At least once each winter for the past five years or so, Phil and I head up north for a two or three-day winter snowshoeing/backpacking trip. Generally we pick a 4,000 footer to attempt while at the same time realizing that the added difficulties of winter hiking combined with our unwillingness to risk life and limb are, in fact, a prescription for potential failure. In other words, until this year, neither of us has summitted a 4,000 footer in winter.
My list of remaining 4,000 footers in New Hampshire has been shrinking as of late. Only Mts. Hale, Waumbek, Cabot, Owl's Head, and Cannon remain to be climbed, and none of these (with the possible exception of Owl's Head) lend themselves to a three-day winter trip. Therefore, during trip planning, our attention was focused elsewhere. Mt. Madison, which could conceivably be done as a winter dayhike by an extremely fit hiker, looked to be an ideal candidate.
Friday, February 26 (2.6 miles). We parked at the Great Gulf parking area on Route 16, just south of the Dolly Copp campground. The snowfall in the White Mountains this year has been unusually light (six inches or less at the trailhead), but since we were uncertain what we might encounter at higher elevations, we brought along showshoes and a portable shovel. Neither were needed. By about 11:00 am or so, we had started up Great Gulf Trail, which doubles as a cross country ski trail for most of the first mile and a half or so. At the 1.6 mile mark, the trail enters the Great Gulf Wilderness, leaving the ski trails behind. From the parking lot to this point, we encountered a single skier, and except for his tracks, the two inches of snow that had fallen the night before were completely untouched.
After we entered the Great Gulf Wilderness, we continued along for another quarter-mile or so until we arrived at the junction of the Osgood Trail, which branched off to the right. The Osgood Trail, built in the 1870s, is the oldest existing trail to the summit of Mt. Madison and forms part of the border to the Great Gulf Wildnernes. After traveling up the Osgood Trail for a little less than a mile, we came to the Osgood tent site, our destination for the day. Maybe I'm getting old, but the tent platforms, and particularly the outhouse, were a welcome sight. We had the entire Osgood tentsite to ourselves, with a great view of the Wildcat ski area across the notch on the other side of Route 16, as well as an unobstructed view of Mt. Washington. Washington's summit was not visible from this lower elevation.

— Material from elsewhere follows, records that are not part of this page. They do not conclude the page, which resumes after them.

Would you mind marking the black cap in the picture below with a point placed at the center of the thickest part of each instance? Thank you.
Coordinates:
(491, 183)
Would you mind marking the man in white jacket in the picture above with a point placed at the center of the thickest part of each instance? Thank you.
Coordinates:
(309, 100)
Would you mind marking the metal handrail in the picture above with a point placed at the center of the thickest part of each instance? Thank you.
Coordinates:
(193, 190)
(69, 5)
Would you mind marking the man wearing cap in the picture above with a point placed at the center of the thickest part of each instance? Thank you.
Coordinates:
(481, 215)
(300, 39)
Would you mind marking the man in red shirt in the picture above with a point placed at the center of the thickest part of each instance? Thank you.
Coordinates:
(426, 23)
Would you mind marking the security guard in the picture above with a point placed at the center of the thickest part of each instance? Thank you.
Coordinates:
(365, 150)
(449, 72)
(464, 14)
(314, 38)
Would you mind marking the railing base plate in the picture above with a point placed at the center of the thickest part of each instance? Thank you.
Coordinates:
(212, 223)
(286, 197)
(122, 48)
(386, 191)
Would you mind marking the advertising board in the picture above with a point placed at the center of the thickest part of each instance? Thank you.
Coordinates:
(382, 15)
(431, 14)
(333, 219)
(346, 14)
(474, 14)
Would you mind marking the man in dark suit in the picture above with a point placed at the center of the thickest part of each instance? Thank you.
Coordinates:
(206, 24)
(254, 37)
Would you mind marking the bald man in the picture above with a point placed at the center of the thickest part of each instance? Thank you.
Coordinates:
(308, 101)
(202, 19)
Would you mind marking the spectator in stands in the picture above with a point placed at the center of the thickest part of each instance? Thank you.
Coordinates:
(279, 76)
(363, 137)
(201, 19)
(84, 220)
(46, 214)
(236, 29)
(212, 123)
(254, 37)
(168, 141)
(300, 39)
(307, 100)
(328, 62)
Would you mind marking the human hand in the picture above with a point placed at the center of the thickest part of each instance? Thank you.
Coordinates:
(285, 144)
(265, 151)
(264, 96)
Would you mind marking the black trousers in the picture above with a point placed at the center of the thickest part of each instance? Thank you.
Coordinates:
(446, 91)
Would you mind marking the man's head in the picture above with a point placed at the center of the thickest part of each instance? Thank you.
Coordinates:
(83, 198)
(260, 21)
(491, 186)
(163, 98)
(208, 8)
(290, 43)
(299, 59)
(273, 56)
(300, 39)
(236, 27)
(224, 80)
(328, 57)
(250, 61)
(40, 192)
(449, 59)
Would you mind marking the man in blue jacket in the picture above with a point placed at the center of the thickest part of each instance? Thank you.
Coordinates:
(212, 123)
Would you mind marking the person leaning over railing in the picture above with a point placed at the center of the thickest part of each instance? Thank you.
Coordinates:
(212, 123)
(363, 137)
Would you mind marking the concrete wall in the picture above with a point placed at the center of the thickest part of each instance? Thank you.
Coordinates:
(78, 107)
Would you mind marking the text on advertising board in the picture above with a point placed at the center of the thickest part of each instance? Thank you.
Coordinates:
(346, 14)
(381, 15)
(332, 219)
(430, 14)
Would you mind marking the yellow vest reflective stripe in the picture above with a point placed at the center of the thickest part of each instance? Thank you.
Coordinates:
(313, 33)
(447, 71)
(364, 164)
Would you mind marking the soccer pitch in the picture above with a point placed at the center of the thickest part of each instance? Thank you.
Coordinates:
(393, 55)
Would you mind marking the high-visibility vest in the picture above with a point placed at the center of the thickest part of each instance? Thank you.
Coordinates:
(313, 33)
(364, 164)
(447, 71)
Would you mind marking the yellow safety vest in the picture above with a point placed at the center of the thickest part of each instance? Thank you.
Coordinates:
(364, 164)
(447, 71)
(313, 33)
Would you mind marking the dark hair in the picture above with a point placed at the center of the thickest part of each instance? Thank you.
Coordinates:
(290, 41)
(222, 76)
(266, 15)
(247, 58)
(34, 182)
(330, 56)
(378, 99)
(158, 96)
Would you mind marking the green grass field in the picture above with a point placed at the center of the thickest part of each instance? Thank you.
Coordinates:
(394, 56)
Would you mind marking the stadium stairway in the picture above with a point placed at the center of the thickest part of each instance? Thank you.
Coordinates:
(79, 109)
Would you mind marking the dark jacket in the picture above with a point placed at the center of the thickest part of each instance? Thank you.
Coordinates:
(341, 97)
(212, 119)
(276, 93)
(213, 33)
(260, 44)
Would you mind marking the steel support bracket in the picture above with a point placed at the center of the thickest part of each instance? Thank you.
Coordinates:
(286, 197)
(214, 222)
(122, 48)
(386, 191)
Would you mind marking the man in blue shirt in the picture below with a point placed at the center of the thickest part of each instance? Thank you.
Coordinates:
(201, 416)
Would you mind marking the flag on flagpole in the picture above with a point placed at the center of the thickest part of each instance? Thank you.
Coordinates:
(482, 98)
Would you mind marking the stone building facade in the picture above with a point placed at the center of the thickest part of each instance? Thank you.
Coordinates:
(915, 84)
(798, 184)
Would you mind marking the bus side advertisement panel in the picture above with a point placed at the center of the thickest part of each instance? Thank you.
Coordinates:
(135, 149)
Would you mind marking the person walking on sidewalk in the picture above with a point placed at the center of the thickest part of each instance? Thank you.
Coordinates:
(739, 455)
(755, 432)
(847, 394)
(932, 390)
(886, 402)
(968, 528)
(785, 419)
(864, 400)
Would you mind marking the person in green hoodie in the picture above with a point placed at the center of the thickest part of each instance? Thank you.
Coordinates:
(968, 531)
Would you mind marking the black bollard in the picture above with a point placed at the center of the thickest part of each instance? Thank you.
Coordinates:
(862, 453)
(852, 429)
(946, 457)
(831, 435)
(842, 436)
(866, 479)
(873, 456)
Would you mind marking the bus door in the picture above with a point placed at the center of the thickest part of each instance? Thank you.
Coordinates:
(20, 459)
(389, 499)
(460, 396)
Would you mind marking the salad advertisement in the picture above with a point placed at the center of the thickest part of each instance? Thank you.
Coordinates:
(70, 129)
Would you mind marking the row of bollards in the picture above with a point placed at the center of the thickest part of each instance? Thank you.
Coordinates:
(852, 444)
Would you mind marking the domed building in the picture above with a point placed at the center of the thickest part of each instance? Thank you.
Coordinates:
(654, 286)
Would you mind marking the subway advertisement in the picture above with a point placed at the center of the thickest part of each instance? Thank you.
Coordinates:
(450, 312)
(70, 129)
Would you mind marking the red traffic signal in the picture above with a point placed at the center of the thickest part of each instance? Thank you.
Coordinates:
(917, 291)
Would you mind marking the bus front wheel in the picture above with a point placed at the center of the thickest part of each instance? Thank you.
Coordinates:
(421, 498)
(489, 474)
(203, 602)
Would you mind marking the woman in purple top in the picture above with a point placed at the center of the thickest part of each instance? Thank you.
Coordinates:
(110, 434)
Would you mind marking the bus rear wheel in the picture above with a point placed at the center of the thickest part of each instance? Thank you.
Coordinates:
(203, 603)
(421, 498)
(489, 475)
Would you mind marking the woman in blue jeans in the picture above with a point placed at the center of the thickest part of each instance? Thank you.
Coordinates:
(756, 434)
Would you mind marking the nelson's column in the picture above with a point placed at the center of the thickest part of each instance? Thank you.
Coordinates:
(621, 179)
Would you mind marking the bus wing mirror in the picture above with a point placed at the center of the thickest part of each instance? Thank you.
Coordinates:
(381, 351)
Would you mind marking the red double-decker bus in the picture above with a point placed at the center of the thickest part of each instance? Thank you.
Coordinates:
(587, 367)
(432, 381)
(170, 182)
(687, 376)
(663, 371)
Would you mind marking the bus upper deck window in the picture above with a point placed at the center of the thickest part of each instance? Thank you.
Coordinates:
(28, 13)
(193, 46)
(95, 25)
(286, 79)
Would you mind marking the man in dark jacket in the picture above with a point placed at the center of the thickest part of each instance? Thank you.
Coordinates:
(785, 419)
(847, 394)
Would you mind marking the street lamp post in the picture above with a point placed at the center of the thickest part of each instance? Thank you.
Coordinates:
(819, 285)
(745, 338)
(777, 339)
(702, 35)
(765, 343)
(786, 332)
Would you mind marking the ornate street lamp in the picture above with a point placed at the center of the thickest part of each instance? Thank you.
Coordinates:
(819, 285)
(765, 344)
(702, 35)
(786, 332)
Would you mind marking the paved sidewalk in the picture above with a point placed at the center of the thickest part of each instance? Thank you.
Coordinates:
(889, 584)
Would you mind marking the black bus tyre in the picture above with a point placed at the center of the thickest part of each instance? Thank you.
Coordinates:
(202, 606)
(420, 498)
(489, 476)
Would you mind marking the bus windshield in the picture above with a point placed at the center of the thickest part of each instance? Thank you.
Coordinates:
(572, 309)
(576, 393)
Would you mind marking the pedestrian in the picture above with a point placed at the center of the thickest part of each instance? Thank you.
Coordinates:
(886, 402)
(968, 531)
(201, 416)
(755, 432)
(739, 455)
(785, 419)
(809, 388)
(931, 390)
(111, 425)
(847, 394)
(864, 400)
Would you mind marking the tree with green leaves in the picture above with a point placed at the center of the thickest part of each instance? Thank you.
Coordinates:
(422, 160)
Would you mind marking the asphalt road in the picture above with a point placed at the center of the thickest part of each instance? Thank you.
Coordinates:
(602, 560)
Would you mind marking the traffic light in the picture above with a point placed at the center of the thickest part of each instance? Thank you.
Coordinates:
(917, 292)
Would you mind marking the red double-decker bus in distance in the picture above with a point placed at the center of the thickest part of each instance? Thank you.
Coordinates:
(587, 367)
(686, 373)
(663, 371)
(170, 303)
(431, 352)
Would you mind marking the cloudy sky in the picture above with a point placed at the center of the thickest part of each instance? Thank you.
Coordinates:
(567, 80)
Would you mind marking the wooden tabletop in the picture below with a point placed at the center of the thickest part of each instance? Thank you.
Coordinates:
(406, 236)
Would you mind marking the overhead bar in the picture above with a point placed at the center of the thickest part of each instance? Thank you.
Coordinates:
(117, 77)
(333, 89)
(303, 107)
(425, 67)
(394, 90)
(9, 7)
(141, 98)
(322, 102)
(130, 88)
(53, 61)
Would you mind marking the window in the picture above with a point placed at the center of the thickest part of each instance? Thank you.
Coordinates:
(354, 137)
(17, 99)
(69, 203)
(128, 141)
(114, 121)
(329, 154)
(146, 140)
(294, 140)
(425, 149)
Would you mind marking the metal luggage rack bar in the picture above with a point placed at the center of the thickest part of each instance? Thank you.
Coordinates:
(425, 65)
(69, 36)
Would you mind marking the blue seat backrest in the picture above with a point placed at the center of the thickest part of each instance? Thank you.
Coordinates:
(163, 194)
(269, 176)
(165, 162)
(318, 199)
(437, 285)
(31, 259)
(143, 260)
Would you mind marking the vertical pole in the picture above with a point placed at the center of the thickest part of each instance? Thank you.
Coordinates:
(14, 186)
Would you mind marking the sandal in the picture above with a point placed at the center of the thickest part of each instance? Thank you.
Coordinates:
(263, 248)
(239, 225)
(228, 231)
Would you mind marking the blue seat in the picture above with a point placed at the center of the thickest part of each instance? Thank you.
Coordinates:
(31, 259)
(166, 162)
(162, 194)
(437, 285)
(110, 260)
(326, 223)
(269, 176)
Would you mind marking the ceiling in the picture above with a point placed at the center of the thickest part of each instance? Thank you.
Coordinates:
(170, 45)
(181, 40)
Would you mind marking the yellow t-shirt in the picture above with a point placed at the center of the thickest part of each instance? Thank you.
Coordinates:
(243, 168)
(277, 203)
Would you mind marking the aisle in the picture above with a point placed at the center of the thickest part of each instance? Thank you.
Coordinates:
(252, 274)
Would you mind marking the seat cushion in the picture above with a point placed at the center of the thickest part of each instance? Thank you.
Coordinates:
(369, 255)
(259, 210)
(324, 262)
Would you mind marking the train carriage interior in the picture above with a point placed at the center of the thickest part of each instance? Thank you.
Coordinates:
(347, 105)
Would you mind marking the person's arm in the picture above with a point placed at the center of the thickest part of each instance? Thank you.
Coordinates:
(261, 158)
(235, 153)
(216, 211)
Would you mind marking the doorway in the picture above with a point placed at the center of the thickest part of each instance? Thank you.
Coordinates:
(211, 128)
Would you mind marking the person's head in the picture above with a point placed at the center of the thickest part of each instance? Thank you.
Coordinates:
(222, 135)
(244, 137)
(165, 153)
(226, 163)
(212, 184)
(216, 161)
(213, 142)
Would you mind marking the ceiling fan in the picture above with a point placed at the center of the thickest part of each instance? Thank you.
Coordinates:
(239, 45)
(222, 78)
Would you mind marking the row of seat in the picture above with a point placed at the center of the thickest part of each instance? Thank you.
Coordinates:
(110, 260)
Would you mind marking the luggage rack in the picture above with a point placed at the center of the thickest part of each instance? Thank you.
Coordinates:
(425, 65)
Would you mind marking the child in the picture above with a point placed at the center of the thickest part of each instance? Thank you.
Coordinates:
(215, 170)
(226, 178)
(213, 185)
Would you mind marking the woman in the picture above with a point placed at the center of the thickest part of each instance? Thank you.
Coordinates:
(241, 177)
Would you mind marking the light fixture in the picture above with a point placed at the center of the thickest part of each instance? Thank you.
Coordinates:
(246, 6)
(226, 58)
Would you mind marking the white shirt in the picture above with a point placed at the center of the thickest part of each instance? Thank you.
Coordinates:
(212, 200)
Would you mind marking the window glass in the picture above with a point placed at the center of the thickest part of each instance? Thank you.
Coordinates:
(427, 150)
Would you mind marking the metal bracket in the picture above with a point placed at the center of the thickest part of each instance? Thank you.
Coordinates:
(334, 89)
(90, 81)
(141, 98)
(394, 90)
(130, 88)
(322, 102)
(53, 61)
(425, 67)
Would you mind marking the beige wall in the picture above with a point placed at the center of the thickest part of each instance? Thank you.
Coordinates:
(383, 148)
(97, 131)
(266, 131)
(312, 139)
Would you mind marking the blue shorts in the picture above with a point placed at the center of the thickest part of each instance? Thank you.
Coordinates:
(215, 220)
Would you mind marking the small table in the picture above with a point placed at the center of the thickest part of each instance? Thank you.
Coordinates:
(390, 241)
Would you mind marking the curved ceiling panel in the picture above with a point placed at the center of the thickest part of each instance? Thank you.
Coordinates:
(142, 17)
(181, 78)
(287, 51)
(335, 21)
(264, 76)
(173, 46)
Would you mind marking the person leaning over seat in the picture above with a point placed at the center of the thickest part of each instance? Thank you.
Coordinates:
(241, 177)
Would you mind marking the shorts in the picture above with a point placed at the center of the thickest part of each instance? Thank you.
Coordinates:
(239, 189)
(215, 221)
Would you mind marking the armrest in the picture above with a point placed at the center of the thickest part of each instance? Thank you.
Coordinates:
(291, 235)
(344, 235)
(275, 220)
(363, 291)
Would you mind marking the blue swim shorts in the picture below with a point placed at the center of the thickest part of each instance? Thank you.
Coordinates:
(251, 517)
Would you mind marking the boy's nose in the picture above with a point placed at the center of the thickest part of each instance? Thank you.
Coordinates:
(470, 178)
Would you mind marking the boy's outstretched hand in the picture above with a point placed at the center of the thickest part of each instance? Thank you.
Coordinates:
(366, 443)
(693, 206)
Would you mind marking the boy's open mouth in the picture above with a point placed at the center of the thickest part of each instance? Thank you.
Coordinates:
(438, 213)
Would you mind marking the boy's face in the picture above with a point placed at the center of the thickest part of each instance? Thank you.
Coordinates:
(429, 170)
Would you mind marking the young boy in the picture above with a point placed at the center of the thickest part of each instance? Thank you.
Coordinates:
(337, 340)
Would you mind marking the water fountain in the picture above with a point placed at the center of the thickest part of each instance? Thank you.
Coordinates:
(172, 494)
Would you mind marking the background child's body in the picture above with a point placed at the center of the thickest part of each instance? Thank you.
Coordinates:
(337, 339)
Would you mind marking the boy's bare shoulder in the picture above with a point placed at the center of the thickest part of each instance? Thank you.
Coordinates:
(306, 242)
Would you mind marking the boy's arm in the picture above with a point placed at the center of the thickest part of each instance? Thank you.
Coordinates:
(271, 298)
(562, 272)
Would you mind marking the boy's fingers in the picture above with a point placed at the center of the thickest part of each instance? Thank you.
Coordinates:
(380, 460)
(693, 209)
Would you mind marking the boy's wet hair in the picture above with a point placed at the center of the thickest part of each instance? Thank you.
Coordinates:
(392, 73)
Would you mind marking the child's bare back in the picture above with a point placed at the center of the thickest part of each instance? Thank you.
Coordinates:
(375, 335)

Throughout the day, the weather had been improving. Clouds in the late morning had given away to mostly blue sky by 4:00 pm, which was about the time that we were preparing dinner. By the time darkness settled in, we were fed and in bed. I don't believe that it got much colder than 10-15 degrees overnight, and staying warm was not a problem. The wind was howling all night, however, and neither of us slept particularly well. The fact that we both snore and we took turns keeping each other awake didn't help either.
Saturday, February 27 (5.0 miles). It was 9:00 am by the time we muddled through breakfast and loaded up our packs with the few essentials needed for day two (we left most of our things at the tentsite, since we were returning to the same location later in the day). The Osgood Trail becomes decidely steeper beyond Osgood tentsite, so we donned our crampons and got underway. The going was slow, primarily because I'm in the worst physical condition of my life. By the time we got above treeline, any idea of summitting two peaks (we had optimistically included Mt. Adams on our wish list) was gone. Soon our desire to summit Mt. Madison and our strong preference for being back to the campsite before darkness began to conflict with each other. By the time we reached about 4,800 feet, I knew I was not going to be able to summit and still get down at a reasonable hour. It was obvious that I was holding Phil back, so I decided to stay put. Phil continued on with a couple of hikers that had overtaken us. They had driven all the way down from Montreal to do a little winter climbing. I watched them climb over the several false peaks on the way to the summit while I waited for Phil to return.
The view from my location along the open ridgeline was magnificent. The wind was at times strong enough to make standing difficult, but all of the northern presidentials were stunning in their beauty. My other hike in the northern presidentials was five years ago, and while I summitted Jefferson, Adams, and Madison, visibility on that day was practically non-existant. It was a thrill to see what I had missed five years previously.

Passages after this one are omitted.